The twenty newer poems that bring up the rear of the collection were written in response to the death of the poet’s mother, and anchor the book with the weight of maturity. These poems’ gravitas is enriched with grief, regret, and the complicated love of an adult child for a dying parent. “We never knew which way to run: / into her arms or away from her sharp eyes,” says the speaker of “Changeable Weather.” The mother is far from idealized; even in death she is rendered in a light that asserts the beauty in truth. In the title poem the speaker imagines death setting her mother’s constituent parts loose into the universe:

…her body’s

water atoms, her hair and bones and teeth atoms,

her fleshy atoms, her boozy atoms, her saltines

and cheese and tea, but not her piano concerto

atoms, her atoms of laughter and cruelty, her atoms

of lies and lilies along the driveway and her slippers,

Lord her slippers, where are they now?

Even as it enacts bereavement, the poem is playful. The mother is conjured in our imaginations as she disappears, good and bad, atom by atom, leaving behind not even her slippers. Indeed, that even her slippers, in all their unremarkable concreteness, could disappear makes plain the absoluteness of the loss.

The collection’s closing poem, “Letter to My Dead Mother,” has a similar searching energy, as the speaker tries to reach her mother beyond death using repetition, alliteration, rhyme, and wordplay almost childlike in their tenderness:


Dear Pulse, Clobber, Partaker, Cobbler.

Dear Crossword, Crick, Coffeepot, Catchall.

You told me when you were 72

You still felt 25 behind your eyes.


Dear Underbelly, Bisection, Scimitar, Doge.

Dear Third Rail. Dear Bandbox.
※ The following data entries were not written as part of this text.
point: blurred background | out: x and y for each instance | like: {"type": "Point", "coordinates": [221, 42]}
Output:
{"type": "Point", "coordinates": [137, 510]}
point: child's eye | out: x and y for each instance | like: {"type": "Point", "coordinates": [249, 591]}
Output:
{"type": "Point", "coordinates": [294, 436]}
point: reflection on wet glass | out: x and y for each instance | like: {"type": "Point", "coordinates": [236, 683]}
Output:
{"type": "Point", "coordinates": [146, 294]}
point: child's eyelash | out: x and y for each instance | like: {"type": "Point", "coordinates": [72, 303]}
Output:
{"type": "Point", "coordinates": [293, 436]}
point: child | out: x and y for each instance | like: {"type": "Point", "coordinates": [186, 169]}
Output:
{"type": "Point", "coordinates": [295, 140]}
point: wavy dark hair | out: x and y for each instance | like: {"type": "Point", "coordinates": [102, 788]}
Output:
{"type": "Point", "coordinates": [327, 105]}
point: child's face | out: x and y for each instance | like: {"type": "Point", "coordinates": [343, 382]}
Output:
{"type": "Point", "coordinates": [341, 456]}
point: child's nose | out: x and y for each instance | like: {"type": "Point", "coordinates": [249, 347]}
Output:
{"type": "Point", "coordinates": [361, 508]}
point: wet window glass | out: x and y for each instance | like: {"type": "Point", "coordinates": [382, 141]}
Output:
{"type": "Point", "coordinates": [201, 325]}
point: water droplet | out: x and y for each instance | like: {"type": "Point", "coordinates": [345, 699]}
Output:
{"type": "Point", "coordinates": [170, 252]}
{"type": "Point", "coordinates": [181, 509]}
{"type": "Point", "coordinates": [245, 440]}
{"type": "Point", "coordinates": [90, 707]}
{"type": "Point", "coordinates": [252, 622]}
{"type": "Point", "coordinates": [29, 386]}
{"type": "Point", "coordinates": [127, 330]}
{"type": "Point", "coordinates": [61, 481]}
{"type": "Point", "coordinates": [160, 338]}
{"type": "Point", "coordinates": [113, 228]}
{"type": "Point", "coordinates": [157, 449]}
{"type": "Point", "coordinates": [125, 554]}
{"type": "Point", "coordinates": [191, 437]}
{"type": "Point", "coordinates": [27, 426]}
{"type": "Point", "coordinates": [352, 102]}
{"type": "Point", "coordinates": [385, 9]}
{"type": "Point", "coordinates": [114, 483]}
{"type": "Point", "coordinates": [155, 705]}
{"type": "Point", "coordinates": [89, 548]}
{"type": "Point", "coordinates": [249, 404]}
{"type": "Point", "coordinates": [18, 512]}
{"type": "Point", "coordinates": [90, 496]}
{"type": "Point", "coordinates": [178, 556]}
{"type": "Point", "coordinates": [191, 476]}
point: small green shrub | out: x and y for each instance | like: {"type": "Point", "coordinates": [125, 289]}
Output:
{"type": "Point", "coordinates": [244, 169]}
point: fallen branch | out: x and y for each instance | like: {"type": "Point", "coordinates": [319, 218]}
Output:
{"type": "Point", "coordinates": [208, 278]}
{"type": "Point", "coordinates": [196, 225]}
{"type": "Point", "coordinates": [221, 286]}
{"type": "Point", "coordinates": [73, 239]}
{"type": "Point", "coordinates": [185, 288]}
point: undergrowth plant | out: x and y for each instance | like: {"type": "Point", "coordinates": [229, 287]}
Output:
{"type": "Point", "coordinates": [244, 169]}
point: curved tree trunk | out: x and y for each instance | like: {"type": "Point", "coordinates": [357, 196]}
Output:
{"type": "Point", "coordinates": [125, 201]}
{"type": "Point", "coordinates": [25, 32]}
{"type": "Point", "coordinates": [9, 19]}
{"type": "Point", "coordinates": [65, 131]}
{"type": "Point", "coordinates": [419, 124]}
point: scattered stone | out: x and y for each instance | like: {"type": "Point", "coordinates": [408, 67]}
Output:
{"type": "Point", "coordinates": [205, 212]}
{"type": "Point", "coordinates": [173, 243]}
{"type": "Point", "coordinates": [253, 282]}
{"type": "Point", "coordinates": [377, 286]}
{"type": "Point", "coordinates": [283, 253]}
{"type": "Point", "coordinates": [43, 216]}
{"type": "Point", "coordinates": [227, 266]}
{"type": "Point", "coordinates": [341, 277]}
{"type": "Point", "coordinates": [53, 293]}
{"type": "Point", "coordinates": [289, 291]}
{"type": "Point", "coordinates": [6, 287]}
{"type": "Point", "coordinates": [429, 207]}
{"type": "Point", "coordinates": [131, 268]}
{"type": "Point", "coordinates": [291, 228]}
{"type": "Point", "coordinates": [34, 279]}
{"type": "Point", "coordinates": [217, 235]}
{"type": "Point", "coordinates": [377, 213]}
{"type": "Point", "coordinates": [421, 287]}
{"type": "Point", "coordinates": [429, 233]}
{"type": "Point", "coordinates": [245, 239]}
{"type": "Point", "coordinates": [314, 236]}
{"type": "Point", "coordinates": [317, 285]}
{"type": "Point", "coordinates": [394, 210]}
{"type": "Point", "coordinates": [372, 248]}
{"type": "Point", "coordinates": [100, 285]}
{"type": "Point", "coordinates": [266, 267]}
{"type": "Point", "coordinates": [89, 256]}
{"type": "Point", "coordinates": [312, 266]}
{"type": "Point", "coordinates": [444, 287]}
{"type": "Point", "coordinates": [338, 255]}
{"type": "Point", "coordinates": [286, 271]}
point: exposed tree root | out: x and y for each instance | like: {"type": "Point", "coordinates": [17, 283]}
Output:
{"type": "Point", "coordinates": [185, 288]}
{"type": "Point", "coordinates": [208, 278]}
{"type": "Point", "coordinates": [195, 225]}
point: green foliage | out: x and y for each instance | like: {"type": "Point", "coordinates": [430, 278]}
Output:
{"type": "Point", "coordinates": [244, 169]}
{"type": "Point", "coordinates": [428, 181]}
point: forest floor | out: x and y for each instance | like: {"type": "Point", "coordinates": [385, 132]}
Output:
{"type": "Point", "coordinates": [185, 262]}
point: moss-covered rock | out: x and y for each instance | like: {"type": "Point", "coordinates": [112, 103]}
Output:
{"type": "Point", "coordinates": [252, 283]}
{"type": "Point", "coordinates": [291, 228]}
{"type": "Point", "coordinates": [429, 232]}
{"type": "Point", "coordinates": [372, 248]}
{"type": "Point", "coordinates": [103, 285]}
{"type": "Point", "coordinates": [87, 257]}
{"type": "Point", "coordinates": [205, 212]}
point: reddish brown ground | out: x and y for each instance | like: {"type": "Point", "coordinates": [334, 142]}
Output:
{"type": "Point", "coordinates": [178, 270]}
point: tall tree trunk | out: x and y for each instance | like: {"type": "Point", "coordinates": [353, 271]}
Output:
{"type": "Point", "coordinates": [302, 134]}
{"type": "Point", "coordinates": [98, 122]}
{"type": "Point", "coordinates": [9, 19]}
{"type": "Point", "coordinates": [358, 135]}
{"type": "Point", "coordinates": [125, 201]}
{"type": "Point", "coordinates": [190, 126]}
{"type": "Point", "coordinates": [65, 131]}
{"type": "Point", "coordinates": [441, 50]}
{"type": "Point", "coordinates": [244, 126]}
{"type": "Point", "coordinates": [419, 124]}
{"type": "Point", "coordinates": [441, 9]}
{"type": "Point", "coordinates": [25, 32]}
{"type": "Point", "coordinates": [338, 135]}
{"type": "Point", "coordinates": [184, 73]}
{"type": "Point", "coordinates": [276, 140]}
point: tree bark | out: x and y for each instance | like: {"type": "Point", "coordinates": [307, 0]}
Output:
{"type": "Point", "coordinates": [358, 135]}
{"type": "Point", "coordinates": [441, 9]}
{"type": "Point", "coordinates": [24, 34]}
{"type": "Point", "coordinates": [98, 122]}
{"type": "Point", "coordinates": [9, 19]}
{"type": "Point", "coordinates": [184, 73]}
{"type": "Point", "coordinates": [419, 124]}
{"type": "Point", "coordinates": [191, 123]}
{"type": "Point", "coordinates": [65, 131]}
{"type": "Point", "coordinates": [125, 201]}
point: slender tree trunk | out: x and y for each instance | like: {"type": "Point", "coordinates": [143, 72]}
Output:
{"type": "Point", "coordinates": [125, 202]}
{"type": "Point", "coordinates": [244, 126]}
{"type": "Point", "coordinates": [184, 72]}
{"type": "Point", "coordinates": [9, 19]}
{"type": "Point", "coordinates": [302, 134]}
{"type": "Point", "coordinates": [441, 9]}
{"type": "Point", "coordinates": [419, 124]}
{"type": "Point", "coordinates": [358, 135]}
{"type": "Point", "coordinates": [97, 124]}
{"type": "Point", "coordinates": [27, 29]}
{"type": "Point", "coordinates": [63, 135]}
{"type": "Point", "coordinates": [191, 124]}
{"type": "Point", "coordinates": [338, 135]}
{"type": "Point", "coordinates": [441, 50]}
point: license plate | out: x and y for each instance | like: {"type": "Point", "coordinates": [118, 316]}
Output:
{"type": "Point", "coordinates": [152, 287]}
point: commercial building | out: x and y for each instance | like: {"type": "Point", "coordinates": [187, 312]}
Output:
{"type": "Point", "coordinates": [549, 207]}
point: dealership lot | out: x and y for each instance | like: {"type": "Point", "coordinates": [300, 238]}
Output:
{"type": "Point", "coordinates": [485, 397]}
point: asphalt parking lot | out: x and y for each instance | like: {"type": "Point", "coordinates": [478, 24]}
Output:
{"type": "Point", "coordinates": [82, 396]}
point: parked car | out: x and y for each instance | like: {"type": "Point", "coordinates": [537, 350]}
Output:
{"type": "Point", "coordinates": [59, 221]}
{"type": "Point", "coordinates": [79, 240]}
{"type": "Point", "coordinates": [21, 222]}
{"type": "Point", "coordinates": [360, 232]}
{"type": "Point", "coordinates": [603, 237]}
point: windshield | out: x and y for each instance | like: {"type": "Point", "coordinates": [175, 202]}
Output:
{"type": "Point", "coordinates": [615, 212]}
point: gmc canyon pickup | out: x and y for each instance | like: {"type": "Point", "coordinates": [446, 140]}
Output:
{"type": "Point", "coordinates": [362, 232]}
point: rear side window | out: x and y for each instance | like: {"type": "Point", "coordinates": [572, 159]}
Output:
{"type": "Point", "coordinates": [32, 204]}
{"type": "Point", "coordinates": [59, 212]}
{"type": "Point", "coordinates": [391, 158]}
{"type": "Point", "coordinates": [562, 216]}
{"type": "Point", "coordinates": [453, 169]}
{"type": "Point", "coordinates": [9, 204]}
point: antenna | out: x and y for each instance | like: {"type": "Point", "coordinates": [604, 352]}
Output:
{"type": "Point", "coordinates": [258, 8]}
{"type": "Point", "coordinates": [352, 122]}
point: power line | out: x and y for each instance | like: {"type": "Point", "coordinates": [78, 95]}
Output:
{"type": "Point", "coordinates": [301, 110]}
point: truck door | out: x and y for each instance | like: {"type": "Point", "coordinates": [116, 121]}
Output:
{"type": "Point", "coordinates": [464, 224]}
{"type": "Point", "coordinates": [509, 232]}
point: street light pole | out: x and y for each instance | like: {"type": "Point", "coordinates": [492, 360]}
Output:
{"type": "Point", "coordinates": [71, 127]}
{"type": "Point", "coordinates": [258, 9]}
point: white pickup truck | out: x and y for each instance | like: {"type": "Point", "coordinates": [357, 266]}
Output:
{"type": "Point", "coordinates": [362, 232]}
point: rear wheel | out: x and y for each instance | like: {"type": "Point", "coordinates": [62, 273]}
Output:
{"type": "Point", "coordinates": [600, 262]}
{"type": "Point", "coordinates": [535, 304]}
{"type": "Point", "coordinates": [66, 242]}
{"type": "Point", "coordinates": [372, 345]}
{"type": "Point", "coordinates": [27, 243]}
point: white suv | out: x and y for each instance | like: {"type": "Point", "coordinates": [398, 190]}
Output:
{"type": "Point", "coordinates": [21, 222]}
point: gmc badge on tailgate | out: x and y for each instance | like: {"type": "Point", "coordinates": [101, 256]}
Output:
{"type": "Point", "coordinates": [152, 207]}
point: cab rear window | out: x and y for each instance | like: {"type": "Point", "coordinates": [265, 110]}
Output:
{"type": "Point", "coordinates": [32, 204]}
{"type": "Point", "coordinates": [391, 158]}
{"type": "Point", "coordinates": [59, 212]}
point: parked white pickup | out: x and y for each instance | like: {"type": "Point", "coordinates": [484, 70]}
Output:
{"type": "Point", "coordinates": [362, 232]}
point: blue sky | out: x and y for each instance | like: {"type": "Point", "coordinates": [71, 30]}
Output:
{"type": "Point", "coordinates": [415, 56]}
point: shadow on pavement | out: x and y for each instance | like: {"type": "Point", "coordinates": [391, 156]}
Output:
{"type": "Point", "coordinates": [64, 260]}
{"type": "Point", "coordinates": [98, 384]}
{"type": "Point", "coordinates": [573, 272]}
Dear Scapegrace.

How could I know—I want to go home.

Don’t leave me alone—Blank as stone.

Dear Piano.

The grim sweetness of these pet names, set against the spare confessional honesty of lines such as, “No one on earth more hated / Or loved,” make grief palpable, expressing it succinctly while preserving its ineffability. Only as the Day is Long makes clear that this is where Laux’s power lays: in making poetry from what she has called “the gristle of the living.” When her poems are extraordinary, it is not in spite of the human frailties and ugliness they portray, but because of them. The warmth and playfulness with which she transgresses are her trademarks. This ability, to speak into silences and say beautifully what ought not be said, is her gift—and readers are indebted to her for the space that truth-telling opens.